My first son, nicknamed Bug, came into the world after severe preeclampsia hurried an emergency c-section. This isn’t what we planned. Not one baby class talked about what a c-section would be like, and the hospital tour did not include the Neonatal Intensive Care Unit. We adapted, as NICU parents do, caring for my recovery and whatever our little Bug needed, but this was a different experience than we imagined.
When thinking about a second baby, we knew that we wanted one, but the fertility journey mixed with thoughts of our first birth experience left many doubts in the back of my mind. I had negative voices asking, ”Are you sure? Isn’t Bug’s life and schedule going so smoothly now? Are you ready to chase two? Can Grammy handle helping with two littles while you work?”
But now, I was also battling the premature, worst case scenario questions in my head. “Aren’t we still working on his speech development and delays? What if he comes early too? How will you work and care for yet another fragile baby and a toddler? What if your blood pressure goes crazy again, what will your recovery be? If we have a NICU stay…” It was on loop. All the questions for those worst case scenarios, not only affecting me, but now a new baby, a toddler and our family.
Sure, you think you know more now. I can handle this if the worst case scenario happens, right?
One huge difference from my first pregnancy to second is I am thankful to have my lifeline, my counselor. She’s been there for this anxiety and negative voices in my head since just after Bug was born. After confirming my pregnancy, she helped me work through a lot of the questions and scenarios I was going through. For me, list making helps me feel more comfortable and in control. So, I made a list of questions that were on my mind. These lists and questions led to conversations with my doctor, who explained better processes, base lines and expectations.
Another huge difference between pregnancies is the current global pandemic. The arrival of COVID-19, has added another level of anxiety that I was not prepared for, a new layer that I would need to work through daily as the virus and spread changes.
A normal person would be thinking, ”Man this is messing with my grocery plans or seeing my friends/family,” but for someone who is pregnant, and high risk on top of that, this has been life changing. I look at every opportunity and option through a different lens.
For me and my growing little person, getting COVID or any other illness could be devastating. At any point I could have to deliver to save both myself and this baby. What if that happened today at 26 weeks? What if it happened at 34 weeks again? What would this mean for me seeing my baby? My recovery? There are so many uncertainties that even medical professionals can’t guarantee or work through because of how many factors could have different effects.
Also on my mind, what does COVID and delivery mean for the postpartum period? Who can visit?
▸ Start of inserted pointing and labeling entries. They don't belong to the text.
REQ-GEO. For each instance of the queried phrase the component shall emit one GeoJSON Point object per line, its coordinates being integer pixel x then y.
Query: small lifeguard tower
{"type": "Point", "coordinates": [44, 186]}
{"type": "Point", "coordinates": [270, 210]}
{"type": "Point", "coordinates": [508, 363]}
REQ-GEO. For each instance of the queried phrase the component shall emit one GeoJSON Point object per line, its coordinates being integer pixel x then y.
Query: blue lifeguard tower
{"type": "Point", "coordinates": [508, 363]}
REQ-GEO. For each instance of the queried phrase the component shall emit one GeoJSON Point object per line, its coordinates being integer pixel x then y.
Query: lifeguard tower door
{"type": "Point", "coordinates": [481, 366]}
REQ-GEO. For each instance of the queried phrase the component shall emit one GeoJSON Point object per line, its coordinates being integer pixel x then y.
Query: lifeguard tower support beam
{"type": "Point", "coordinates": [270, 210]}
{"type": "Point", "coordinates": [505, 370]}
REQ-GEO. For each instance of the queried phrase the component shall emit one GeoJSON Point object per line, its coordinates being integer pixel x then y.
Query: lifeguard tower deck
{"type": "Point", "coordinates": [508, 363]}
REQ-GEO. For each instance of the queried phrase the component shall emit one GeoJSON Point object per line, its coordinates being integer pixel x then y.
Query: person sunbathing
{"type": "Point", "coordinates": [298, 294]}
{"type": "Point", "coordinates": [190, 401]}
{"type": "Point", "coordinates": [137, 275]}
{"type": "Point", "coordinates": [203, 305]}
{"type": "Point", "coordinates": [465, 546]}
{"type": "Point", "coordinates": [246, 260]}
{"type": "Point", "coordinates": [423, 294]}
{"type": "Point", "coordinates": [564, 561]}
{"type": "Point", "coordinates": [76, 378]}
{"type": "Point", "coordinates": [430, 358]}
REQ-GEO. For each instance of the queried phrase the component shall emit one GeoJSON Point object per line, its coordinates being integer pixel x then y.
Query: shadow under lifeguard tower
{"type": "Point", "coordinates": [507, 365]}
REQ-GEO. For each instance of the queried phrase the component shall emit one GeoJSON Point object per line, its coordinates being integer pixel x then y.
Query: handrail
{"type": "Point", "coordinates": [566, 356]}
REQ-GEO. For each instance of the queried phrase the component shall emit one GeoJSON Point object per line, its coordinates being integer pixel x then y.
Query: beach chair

Who can’t? How can I tell family or friends that I don’t feel comfortable with them coming into the house with a newborn when they went out to a restaurant last week? None of this is normal and none of this is fair.
What I do know is I am becoming a new kind of mom. I still battle my anxieties, but I have a trusted group of people to help me through all of this, including my counselor and my doctor. I am stronger after my NICU experience. I know how to advocate for myself this time. I know what I need for my mental health. I will ask for help this time. I will express my feelings. I will welcome an amazing new baby into our family, in whatever way they arrive with whatever obstacles come with it, because at the end of the day I know – I was born to be a mom.